Bayes Factors and Hierarchical Models

Consider m sets of data x(h), each with distribution depending on an unknown parameter theta(h), h = 1,2,..., m, and assume an exchangeable prior for the conditional distribution of theta(1), theta(2), ..., theta(m), given theta(h) not equal 0, h = 1,2, ..., m. In this paper we consider the problem of comparing the hypotheses {theta(i)=0} against {theta(i)not equal 0} with the Bayes factor (BF) and using all the data. This problem has practical interest in a variety of situations. Suppose, for instance, that the data are observed treatment effects in m groups of patients, all affected by the same disease, and theta(h) is the unknown treatment effect size for the hth group.
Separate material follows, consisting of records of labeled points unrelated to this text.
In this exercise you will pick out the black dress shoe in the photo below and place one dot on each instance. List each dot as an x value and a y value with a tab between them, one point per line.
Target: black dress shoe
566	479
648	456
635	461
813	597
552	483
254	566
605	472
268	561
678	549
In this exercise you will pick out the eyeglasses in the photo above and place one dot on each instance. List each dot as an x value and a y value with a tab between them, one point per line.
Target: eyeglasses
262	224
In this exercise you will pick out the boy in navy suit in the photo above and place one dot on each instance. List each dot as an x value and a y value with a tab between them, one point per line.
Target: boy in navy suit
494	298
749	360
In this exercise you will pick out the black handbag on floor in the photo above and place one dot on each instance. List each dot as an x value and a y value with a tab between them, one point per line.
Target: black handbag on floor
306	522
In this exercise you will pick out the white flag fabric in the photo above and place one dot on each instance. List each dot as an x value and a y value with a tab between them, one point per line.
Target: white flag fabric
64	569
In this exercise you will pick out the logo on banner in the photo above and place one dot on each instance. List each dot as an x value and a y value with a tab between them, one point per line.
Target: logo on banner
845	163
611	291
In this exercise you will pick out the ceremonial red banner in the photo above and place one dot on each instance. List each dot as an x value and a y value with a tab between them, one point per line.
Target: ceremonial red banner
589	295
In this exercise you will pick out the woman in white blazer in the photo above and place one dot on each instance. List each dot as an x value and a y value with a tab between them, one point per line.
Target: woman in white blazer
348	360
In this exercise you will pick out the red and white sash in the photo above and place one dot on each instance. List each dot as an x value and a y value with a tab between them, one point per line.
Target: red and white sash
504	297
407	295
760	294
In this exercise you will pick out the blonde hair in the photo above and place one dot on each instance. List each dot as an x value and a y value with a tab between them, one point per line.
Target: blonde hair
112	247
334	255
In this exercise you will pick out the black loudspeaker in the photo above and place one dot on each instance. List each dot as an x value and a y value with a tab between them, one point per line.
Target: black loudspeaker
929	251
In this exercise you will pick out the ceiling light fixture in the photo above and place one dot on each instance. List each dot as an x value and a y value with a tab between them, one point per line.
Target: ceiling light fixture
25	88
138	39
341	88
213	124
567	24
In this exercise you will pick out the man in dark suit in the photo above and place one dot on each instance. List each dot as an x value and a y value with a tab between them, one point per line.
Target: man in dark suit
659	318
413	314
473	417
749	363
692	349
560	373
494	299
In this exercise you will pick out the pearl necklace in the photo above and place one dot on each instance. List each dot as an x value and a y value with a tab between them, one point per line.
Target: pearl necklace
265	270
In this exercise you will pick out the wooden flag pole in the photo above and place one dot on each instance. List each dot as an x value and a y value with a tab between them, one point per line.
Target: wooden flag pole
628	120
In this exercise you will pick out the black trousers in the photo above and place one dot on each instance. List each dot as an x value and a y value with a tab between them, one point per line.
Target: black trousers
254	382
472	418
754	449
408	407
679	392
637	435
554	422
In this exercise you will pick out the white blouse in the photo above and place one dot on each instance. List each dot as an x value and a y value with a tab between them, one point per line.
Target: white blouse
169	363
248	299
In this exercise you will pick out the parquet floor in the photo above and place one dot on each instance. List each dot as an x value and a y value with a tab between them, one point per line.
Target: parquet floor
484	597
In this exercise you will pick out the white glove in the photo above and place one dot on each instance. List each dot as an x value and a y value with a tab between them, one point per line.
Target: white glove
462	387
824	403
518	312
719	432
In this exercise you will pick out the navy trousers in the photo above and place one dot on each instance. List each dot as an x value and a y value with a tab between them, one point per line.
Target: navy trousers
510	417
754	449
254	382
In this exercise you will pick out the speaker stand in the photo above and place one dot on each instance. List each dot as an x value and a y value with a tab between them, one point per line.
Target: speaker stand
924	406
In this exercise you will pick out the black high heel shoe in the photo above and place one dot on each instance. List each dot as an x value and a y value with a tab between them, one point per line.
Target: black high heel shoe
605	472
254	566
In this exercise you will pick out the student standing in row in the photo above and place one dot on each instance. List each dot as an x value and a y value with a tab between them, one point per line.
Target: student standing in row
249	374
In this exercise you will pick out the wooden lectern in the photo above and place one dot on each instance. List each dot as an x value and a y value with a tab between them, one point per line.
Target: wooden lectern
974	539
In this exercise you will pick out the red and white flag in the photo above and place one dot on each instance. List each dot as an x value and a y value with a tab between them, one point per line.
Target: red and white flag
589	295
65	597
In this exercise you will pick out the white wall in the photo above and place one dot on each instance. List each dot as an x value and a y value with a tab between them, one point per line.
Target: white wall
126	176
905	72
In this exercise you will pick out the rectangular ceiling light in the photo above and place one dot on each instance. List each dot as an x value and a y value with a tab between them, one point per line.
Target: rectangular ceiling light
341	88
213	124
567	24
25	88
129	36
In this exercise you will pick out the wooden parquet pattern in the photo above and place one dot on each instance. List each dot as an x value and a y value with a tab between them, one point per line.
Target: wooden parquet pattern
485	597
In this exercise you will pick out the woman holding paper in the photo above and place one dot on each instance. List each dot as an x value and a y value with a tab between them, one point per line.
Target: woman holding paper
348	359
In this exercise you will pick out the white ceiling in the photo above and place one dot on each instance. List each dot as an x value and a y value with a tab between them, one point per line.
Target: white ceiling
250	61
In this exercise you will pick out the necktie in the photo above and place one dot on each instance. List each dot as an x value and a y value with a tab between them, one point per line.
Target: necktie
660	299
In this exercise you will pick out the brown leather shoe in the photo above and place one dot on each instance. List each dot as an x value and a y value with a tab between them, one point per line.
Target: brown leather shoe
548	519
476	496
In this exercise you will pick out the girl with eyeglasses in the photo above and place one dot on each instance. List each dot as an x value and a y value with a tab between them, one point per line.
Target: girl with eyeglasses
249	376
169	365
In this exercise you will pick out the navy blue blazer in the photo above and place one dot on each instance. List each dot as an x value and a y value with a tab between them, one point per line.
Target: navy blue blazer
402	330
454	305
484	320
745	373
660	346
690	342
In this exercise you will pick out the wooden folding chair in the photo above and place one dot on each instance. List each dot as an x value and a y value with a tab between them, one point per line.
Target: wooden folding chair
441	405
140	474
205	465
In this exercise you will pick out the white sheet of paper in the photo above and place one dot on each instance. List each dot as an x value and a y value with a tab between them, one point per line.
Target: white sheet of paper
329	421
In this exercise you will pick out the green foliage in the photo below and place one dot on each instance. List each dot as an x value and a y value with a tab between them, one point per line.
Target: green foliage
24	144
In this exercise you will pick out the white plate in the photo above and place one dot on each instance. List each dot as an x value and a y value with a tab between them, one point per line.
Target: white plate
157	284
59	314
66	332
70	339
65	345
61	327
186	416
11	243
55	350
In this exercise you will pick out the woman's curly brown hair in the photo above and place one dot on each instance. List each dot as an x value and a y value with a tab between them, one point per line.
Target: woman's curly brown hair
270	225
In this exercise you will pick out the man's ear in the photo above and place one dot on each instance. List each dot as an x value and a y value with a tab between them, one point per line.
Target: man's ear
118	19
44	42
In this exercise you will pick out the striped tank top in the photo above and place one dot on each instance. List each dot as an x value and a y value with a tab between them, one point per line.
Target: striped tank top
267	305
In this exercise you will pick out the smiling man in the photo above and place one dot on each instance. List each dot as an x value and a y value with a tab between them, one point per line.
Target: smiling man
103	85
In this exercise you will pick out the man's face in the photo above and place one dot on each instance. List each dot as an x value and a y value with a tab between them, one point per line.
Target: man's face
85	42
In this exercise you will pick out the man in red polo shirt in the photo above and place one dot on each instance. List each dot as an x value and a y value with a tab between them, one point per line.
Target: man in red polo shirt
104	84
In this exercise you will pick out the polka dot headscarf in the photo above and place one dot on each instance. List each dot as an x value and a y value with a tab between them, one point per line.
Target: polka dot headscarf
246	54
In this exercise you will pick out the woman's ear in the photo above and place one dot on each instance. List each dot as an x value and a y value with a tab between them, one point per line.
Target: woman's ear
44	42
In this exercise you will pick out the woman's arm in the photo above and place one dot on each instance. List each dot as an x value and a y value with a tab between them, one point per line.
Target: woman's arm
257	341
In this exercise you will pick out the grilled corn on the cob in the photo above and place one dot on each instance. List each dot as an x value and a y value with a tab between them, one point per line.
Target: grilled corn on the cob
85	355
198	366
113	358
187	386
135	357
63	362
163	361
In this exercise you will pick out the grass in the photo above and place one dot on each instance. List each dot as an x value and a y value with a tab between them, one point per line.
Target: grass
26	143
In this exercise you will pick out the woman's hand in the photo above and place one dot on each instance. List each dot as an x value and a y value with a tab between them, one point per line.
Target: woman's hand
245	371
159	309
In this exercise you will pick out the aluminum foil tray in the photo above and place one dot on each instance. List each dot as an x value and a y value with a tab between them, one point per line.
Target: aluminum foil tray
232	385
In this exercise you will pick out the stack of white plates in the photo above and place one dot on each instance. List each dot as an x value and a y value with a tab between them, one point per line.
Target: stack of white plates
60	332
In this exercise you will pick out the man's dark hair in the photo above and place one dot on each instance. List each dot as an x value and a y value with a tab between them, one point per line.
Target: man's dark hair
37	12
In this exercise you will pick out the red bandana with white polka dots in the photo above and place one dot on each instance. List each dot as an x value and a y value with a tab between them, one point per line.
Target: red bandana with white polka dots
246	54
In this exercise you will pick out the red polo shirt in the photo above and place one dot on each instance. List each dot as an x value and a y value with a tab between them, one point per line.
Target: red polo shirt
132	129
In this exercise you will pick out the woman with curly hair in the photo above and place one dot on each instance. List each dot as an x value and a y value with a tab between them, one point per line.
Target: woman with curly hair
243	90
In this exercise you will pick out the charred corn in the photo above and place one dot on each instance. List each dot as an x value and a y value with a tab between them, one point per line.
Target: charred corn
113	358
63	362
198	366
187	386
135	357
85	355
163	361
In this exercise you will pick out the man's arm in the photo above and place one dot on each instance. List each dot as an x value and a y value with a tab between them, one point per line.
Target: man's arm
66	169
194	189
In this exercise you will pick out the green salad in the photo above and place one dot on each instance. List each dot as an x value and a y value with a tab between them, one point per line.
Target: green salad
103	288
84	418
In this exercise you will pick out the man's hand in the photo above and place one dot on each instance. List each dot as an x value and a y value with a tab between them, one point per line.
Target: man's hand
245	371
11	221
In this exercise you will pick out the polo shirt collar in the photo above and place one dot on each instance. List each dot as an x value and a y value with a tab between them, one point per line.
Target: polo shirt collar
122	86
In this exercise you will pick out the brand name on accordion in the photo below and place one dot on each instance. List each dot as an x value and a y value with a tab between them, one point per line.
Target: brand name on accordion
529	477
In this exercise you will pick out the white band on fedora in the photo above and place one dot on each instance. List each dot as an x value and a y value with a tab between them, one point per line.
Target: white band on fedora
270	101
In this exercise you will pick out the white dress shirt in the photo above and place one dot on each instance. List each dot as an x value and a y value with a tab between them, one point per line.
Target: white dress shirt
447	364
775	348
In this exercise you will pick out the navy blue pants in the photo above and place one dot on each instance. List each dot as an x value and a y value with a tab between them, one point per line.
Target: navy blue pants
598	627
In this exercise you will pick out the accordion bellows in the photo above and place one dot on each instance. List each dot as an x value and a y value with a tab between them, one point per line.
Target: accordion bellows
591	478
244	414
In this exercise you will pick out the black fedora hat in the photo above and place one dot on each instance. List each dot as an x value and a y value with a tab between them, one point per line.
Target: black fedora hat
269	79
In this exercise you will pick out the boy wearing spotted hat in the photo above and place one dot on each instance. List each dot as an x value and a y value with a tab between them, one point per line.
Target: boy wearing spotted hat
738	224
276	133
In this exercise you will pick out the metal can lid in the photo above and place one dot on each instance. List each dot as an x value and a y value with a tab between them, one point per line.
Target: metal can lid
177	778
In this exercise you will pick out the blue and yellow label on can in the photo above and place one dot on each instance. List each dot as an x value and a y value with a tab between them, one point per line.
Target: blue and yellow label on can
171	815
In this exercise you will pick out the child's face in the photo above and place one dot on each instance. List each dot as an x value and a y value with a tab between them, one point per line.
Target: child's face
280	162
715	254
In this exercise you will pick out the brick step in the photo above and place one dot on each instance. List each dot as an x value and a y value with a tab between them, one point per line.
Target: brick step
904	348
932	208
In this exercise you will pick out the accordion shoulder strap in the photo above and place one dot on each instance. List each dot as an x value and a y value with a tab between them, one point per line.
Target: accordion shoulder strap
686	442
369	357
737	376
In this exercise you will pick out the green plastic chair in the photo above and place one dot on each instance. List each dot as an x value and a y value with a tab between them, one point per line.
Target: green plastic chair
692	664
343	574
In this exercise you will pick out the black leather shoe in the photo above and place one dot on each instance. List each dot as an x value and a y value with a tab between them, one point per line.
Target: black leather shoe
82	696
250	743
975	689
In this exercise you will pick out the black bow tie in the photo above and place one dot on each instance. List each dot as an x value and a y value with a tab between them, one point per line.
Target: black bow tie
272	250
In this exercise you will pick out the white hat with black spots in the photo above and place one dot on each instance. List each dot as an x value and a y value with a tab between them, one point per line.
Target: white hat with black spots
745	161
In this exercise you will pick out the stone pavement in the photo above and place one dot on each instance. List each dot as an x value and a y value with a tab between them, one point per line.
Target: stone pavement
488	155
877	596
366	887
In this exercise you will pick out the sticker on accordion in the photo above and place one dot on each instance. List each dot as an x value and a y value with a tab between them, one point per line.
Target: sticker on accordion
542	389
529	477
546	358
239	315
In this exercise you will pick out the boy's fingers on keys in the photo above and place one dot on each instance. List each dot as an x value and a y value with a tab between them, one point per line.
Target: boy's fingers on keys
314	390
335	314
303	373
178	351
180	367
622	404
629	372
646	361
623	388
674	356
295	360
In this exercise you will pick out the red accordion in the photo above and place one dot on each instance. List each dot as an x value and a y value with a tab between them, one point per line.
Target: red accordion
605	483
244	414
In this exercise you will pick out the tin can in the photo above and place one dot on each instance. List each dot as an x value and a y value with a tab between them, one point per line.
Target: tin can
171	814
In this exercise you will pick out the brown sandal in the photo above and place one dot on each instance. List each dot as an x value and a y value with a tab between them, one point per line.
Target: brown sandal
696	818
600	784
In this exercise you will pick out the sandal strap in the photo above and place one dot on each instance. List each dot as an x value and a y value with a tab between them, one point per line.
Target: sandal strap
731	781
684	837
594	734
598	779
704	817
If the ith group consists with patients still under treatment, then the decision of suspending it can be based on the above BF. We show that the BF is the product of two factors, both expressing the evidence of the data in favor of {theta(i) not equal 0} and against {theta(i) = 0}. The first of the two factors is the BF based on data xi only, the second factor gives the evidence coming from the joint knowledge of x(1),x(2), ...,x(m). Suitable alternative BFs are then defined to assign a non-informative prior to the hyperparameter at the third stage of the model. An application to hierarchical normal models is considered and the extension to the nuisance parameters case is outlined.